Aide: Palestinian leader making swift recovery in hospital

JERUSALEM (AP) — Palestinian President Mahmoud Abbas is alert and making a swift recovery after being...

Job application
Arashi Young of The Skanner News

A statewide initiative to give ex-convicts a fair chance at employment got one step closer last week to becoming Oregon law.

On Thursday, the Oregon State Senate approved the “ban the box” House Bill 3025 by a 21-8 vote. The bill would make it unlawful to inquire about a job seeker’s criminal history on job applications.

Sen. Chip Shields, who founded the Northeast Portland employment and counseling agency Better People, said the legislation is an important step to reduce recidivism for those with a criminal record.

“When a person who has criminal record can't gain access to employment, they have to rely on their family or the state in order to survive, and all too often they resort back to crime,” Shields says.

The original version of the bill banned employers from asking about criminal backgrounds or considering that history as a reason to refuse employment. The employer was also banned from conducting a background check before a conditional job offer was extended.

The amended legislation is a compromise that removes the criminal history question from job applications, but allows employers to consider the applicant history in their hiring decisions.

It also includes exemptions for employers who are subject to federal, state or local laws that require consideration of applicant's criminal history. These employers include law enforcement agencies, criminal justice system employees and employers who are seeking nonemployee volunteers.

Another change to the bill was the enforcement of the law. Originally, applicants who had been rejected on the basis of their criminal history could file a civil action against potential employers. In the amended bill, the Bureau of Labor and Industries is charged with enforcing the law.

Nearly all Democratic Oregon State Senators voted for the legislation, as well at four Republican Senators including Minority Leader Ted Ferrioli and Sen. Jackie Winters.

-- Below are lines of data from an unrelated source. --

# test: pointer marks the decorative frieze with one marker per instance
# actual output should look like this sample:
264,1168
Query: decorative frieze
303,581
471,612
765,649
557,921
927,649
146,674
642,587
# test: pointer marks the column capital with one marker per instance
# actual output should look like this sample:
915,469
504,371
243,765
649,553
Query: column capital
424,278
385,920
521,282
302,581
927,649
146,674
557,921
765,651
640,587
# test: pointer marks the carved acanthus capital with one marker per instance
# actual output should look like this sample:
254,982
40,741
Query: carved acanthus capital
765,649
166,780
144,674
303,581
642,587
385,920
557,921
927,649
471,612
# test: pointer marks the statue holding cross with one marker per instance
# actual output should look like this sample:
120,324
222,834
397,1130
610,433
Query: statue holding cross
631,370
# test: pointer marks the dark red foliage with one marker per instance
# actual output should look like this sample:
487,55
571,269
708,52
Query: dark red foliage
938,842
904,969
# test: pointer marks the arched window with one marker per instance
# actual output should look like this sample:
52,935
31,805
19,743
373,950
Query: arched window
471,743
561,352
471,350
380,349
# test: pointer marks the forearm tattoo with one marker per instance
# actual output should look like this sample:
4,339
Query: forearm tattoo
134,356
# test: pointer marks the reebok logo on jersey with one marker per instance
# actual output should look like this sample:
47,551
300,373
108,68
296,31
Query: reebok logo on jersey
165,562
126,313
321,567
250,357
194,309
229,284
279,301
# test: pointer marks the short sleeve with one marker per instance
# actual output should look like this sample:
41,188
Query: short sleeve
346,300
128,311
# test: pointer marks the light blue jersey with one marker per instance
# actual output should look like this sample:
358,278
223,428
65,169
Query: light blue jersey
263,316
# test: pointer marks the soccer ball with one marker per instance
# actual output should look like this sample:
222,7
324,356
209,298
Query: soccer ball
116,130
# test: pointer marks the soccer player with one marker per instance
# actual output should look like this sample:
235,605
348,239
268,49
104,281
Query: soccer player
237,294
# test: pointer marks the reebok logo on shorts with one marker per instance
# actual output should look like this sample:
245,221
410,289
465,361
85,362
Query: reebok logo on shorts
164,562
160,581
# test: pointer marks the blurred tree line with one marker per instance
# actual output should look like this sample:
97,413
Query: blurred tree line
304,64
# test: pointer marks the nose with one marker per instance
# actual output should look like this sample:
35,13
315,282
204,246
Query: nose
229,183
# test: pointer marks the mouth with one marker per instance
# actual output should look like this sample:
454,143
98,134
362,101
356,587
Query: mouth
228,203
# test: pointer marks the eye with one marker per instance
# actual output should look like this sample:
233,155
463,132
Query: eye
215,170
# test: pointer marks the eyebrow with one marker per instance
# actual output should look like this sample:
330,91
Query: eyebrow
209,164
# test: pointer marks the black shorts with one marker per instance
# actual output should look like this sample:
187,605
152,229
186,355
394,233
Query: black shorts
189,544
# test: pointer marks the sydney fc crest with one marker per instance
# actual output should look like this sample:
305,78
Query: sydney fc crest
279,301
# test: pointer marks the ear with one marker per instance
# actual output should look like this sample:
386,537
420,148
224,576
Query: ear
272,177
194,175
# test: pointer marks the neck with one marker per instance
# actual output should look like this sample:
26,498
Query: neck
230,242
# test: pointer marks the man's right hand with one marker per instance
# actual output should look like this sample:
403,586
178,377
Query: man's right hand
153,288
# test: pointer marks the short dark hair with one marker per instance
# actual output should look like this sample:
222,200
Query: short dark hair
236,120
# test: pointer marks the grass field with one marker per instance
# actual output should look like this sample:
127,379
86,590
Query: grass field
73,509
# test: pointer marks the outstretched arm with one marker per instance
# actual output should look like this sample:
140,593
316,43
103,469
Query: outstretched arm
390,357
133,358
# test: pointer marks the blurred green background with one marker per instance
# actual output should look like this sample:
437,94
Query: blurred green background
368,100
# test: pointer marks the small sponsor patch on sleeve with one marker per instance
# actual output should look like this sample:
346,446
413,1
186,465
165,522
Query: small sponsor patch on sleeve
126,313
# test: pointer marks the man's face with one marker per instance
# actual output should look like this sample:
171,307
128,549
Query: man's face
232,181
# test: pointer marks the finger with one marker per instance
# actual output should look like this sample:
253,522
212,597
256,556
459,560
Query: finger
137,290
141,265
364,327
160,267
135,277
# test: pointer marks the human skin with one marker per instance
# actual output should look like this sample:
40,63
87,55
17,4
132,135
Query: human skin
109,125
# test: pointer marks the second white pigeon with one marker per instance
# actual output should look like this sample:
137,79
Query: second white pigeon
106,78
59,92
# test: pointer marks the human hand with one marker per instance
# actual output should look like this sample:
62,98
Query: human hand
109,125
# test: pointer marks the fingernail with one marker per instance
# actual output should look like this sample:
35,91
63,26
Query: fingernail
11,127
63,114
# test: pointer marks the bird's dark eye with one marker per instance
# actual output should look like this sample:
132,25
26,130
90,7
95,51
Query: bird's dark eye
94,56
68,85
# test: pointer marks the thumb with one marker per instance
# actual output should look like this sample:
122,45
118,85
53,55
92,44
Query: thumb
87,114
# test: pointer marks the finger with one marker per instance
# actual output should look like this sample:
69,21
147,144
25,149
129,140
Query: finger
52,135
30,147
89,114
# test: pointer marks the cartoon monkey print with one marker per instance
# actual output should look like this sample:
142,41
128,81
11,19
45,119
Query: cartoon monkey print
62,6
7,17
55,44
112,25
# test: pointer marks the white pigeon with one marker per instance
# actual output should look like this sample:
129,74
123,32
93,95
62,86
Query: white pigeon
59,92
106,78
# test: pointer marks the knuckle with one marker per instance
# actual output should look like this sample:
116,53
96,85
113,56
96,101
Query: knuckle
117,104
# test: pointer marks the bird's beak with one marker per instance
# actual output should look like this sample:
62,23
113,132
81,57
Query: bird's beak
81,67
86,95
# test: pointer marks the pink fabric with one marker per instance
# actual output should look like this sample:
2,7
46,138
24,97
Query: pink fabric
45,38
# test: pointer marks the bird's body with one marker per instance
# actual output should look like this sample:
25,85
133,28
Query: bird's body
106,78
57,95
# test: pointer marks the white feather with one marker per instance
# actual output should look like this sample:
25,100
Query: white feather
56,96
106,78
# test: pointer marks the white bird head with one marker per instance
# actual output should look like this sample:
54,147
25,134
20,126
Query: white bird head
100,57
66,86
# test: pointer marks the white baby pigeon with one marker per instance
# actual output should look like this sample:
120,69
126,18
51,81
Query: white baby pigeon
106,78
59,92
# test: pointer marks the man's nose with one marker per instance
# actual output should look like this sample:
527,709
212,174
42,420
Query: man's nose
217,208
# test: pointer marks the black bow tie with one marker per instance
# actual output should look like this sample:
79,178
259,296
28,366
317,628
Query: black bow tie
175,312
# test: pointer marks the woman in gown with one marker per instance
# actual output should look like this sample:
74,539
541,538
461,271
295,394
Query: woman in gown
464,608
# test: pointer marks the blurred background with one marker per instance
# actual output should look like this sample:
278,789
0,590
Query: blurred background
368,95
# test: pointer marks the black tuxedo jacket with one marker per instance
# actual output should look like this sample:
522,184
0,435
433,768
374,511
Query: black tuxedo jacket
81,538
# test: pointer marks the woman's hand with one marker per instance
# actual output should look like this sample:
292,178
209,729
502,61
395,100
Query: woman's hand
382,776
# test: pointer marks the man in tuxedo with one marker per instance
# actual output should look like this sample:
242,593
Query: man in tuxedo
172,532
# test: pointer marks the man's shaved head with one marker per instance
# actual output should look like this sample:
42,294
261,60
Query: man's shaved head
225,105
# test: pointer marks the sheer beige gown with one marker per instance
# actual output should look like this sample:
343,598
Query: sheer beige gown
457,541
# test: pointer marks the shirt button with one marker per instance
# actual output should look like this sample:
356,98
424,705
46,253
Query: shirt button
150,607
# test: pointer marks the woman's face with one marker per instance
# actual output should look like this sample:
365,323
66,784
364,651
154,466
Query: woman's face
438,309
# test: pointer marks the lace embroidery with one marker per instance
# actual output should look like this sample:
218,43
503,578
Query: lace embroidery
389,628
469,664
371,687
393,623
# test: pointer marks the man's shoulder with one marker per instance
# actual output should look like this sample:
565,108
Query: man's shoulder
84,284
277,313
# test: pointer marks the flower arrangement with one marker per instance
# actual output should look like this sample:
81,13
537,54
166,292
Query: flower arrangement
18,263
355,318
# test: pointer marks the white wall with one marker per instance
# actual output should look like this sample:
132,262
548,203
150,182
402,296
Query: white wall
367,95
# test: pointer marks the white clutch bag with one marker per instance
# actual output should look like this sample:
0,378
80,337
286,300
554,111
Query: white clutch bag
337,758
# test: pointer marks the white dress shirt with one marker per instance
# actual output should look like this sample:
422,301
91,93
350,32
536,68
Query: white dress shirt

Winters, who co-carried the bill along with Sen. Michael Dembrow, brought her personal experience to the law. She spoke about her late husband, Marc “Ted” Winters, who arrived at the Oregon State Penitentiary at 17 years old and was incarcerated for over two decades.

In 1967,Ted Winters was given a second chance when he was asked to be part of Gov. Tom McCall’s staff. Winters said there were only two miles between the Oregon State Penitentiary and the Governor’s office -- a short distance to travel, but seemingly impossible for ex-convicts.

Winters also wrote in a press release about how the bill could benefit communities of color who are incarcerated at a higher rate.

“We know that people of color are disproportionately caught up in our criminal justice system, and thus are disproportionately harmed by employers' criminal background check procedures,” Winters says.  “House Bill 3025 is a modest step toward remedying the long-term consequences of a criminal justice system that disproportionately harms communities of color.”

The bill is now with the State House of Representatives for re-approval before being sent to Gov. Kate Brown. If adopted, Oregon will join 17 other states that have passed some version of “ban the box” legislation.